Chinese exports experienced a sixth consecutive monthly decline in October, dropping by 6.4% compared to the previous year. Economists surveyed by FactSet had predicted a decline of 3.7%. However, there was some positive news as imports unexpectedly rose by 3%, surpassing estimates of a 3.5% fall.
The surprising increase in imports suggests stronger-than-expected Chinese consumption, which bodes well for e-commerce giants like Alibaba (BABA) and JD.com (JD). Despite this, both stocks, along with other tech names including Baidu (BIDU), closed lower.
Alibaba stock fell by 2%, while JD.com saw a 2.2% decrease as Hong Kong's Hang Seng Index closed 1.7% down. The companies' American depositary receipts (ADRs) also experienced a decline in early premarket trading.
CMC Markets analyst Michael Hewson highlighted that the rise in imports may signify a return in domestic demand. However, he cautioned that the slump in exports is more concerning, indicating weak global demand that is unlikely to recover soon.

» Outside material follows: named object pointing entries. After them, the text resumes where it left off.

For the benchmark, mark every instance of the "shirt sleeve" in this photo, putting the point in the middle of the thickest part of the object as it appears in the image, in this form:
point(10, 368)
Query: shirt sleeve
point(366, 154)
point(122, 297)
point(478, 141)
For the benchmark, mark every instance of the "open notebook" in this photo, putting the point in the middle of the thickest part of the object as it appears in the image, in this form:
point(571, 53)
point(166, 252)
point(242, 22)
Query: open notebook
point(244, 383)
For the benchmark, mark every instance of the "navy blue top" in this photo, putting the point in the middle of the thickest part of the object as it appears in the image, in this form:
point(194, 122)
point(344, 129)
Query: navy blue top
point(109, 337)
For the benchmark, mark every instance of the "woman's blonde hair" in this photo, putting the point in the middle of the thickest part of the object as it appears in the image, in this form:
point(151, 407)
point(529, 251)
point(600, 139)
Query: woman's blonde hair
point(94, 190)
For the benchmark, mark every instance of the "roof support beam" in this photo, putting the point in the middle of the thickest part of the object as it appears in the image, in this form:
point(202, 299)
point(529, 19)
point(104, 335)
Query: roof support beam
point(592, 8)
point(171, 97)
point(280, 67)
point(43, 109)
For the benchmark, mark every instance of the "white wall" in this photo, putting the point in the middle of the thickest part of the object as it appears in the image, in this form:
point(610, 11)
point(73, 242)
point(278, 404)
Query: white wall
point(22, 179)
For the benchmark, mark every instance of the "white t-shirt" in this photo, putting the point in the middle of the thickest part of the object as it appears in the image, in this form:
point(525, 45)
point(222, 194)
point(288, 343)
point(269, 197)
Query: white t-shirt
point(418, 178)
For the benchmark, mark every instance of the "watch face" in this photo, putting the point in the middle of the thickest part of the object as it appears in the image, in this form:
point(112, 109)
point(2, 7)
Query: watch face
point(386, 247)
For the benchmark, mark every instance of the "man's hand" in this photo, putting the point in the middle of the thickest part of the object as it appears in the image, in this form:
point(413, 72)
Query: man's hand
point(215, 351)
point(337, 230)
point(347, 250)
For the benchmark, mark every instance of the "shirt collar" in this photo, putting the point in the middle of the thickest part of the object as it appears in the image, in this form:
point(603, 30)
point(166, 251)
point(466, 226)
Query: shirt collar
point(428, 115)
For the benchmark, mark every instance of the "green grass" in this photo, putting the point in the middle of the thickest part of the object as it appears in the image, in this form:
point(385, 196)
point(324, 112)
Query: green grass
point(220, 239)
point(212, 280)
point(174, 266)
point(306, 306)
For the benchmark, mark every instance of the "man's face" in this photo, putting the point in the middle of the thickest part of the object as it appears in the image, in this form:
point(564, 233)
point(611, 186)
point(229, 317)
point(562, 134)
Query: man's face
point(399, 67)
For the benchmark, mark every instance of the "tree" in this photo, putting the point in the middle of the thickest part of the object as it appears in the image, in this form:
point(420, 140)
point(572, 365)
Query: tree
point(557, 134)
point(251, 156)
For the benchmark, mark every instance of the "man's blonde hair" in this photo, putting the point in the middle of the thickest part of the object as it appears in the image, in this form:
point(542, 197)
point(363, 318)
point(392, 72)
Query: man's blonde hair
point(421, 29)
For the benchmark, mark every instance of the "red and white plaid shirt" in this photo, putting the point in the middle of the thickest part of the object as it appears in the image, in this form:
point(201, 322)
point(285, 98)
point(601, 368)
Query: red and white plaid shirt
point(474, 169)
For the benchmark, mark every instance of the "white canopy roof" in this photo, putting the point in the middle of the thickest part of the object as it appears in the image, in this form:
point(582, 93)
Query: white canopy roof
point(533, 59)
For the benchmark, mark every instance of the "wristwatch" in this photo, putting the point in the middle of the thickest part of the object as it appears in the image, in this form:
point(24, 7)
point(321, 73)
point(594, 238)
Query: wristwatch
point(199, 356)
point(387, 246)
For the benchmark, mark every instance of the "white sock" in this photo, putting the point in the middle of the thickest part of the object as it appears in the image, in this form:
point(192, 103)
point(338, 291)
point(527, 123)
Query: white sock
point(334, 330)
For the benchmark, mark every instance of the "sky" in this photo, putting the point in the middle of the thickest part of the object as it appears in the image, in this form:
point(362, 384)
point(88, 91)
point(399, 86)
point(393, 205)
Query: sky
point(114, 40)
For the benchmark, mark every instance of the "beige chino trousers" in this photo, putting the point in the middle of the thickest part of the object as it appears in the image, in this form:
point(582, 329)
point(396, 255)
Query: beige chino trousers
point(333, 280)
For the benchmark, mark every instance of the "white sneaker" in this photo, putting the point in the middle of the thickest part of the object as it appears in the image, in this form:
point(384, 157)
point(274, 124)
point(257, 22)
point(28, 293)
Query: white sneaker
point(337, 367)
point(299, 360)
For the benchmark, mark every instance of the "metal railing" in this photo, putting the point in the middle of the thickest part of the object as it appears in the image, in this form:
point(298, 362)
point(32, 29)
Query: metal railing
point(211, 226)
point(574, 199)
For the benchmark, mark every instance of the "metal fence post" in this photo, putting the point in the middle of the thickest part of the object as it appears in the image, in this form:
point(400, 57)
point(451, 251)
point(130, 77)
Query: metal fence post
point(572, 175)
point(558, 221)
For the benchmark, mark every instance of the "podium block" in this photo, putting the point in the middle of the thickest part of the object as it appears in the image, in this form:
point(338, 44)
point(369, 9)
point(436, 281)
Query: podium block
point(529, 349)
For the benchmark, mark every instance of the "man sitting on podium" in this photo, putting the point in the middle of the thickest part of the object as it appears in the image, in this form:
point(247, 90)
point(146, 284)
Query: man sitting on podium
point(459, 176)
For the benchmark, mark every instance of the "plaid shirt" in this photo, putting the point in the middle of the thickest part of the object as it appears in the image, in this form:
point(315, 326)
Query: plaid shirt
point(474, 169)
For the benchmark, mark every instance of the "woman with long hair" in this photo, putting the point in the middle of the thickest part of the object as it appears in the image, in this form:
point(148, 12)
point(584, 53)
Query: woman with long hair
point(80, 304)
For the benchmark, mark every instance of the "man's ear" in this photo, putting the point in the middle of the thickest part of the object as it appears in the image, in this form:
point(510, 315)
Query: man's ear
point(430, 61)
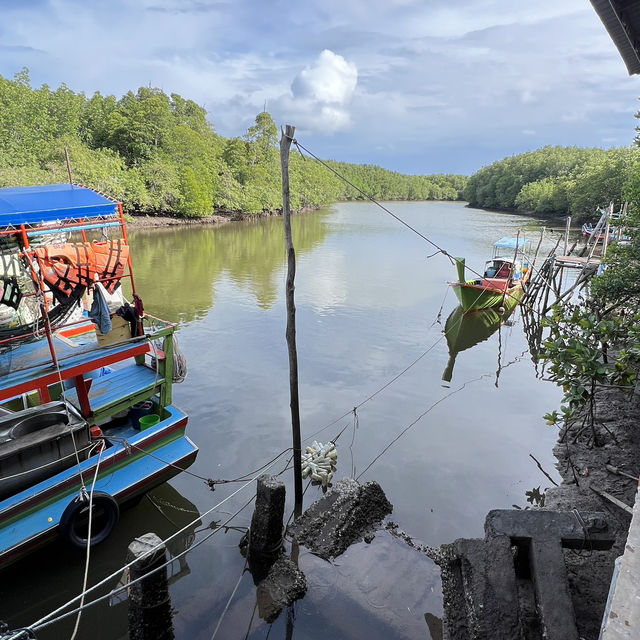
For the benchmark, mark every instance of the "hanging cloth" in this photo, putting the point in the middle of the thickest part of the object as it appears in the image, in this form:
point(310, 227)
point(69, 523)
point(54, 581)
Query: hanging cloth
point(11, 294)
point(99, 311)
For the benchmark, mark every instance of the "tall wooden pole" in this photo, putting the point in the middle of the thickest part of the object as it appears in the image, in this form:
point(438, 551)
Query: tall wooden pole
point(285, 145)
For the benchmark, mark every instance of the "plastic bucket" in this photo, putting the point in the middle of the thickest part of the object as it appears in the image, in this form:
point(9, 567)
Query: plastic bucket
point(140, 409)
point(148, 421)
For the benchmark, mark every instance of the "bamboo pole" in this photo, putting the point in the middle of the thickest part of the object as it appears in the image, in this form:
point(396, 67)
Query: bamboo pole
point(285, 145)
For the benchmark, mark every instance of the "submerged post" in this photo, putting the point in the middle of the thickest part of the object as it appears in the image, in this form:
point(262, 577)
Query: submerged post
point(150, 615)
point(265, 533)
point(285, 145)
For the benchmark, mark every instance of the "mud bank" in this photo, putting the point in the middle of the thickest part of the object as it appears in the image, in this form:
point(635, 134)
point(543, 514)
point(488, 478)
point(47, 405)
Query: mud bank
point(220, 218)
point(546, 572)
point(583, 467)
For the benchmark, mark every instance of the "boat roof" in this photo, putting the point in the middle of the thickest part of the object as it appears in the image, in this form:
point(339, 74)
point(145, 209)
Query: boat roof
point(51, 202)
point(510, 243)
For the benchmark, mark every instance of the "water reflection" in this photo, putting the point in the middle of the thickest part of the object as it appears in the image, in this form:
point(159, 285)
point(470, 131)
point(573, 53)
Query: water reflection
point(183, 265)
point(464, 331)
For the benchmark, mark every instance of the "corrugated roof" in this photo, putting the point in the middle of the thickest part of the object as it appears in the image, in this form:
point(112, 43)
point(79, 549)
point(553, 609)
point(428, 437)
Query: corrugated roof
point(621, 18)
point(46, 203)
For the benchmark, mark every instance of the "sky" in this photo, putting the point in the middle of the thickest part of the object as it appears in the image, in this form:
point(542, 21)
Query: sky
point(415, 86)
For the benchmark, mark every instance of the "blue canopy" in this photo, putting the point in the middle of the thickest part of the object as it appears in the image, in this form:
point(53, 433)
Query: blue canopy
point(510, 243)
point(50, 202)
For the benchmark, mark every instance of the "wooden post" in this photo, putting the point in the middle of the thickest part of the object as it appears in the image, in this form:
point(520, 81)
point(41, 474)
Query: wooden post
point(266, 531)
point(150, 615)
point(566, 235)
point(66, 155)
point(605, 241)
point(285, 145)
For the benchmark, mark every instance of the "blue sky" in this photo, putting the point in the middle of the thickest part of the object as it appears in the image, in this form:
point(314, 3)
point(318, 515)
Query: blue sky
point(417, 86)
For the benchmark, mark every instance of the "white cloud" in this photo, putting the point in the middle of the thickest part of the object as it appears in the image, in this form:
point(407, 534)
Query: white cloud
point(321, 94)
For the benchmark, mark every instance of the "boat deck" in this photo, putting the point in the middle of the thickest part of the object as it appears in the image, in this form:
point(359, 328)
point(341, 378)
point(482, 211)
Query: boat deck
point(29, 363)
point(36, 524)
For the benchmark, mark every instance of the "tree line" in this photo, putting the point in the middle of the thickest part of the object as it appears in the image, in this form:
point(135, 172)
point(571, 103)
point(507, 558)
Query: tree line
point(159, 154)
point(560, 180)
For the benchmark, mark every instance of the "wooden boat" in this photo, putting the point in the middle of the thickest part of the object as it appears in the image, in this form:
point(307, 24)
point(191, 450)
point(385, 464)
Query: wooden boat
point(503, 277)
point(73, 429)
point(466, 330)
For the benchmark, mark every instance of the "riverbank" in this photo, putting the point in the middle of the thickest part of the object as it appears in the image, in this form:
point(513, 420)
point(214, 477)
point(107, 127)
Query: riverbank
point(583, 468)
point(220, 218)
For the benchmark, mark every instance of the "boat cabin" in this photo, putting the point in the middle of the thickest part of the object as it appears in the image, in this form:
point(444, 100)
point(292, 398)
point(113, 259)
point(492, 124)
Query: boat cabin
point(86, 413)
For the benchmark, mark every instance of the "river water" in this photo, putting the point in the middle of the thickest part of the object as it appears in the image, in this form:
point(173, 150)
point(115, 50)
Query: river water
point(372, 300)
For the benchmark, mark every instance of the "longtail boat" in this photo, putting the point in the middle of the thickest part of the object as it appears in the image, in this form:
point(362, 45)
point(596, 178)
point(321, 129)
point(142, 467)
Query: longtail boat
point(87, 423)
point(465, 330)
point(503, 277)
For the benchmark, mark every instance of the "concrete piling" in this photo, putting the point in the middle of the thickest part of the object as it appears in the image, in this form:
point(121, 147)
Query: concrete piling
point(149, 601)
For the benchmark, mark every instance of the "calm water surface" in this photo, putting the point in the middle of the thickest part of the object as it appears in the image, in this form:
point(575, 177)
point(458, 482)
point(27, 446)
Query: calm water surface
point(369, 295)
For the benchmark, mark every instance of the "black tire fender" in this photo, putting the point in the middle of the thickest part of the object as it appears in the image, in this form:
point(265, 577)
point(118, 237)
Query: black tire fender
point(99, 530)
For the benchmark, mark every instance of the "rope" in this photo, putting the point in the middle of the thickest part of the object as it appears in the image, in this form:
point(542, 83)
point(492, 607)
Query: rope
point(438, 248)
point(125, 587)
point(86, 565)
point(43, 621)
point(366, 195)
point(233, 593)
point(424, 413)
point(207, 481)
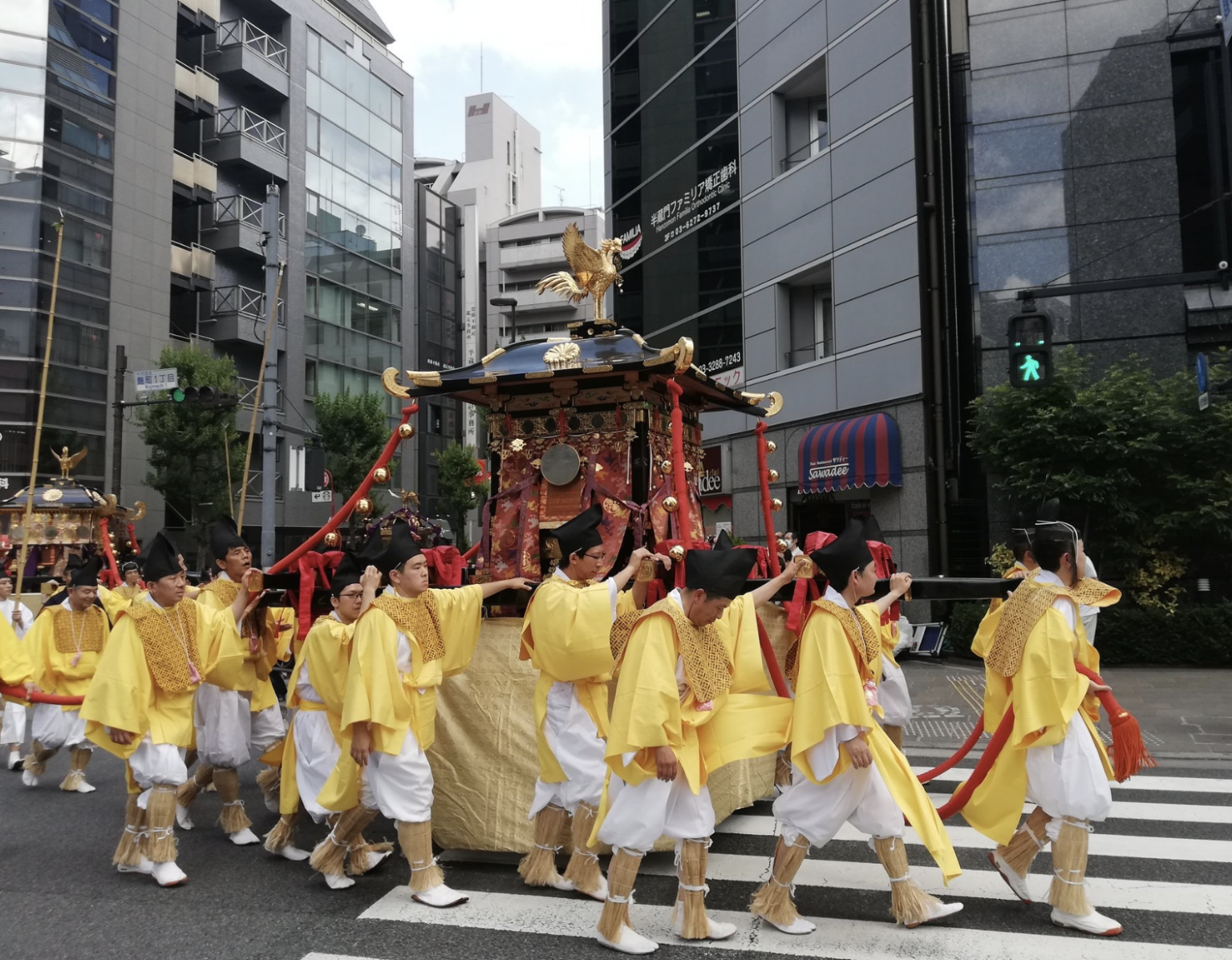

In other news, the International Monetary Fund (IMF) revised its forecast for China's growth, citing the country's recent economic performance and measures taken to support its struggling property market. The IMF now predicts China's gross domestic product to grow by 5.4% in 2023, up from its previous forecast of 5%. Additionally, it expects growth of 4.6% in 2024, compared to the earlier forecast of 4.2%.
Unfortunately, these positive growth projections were insufficient to boost Chinese stocks on Tuesday.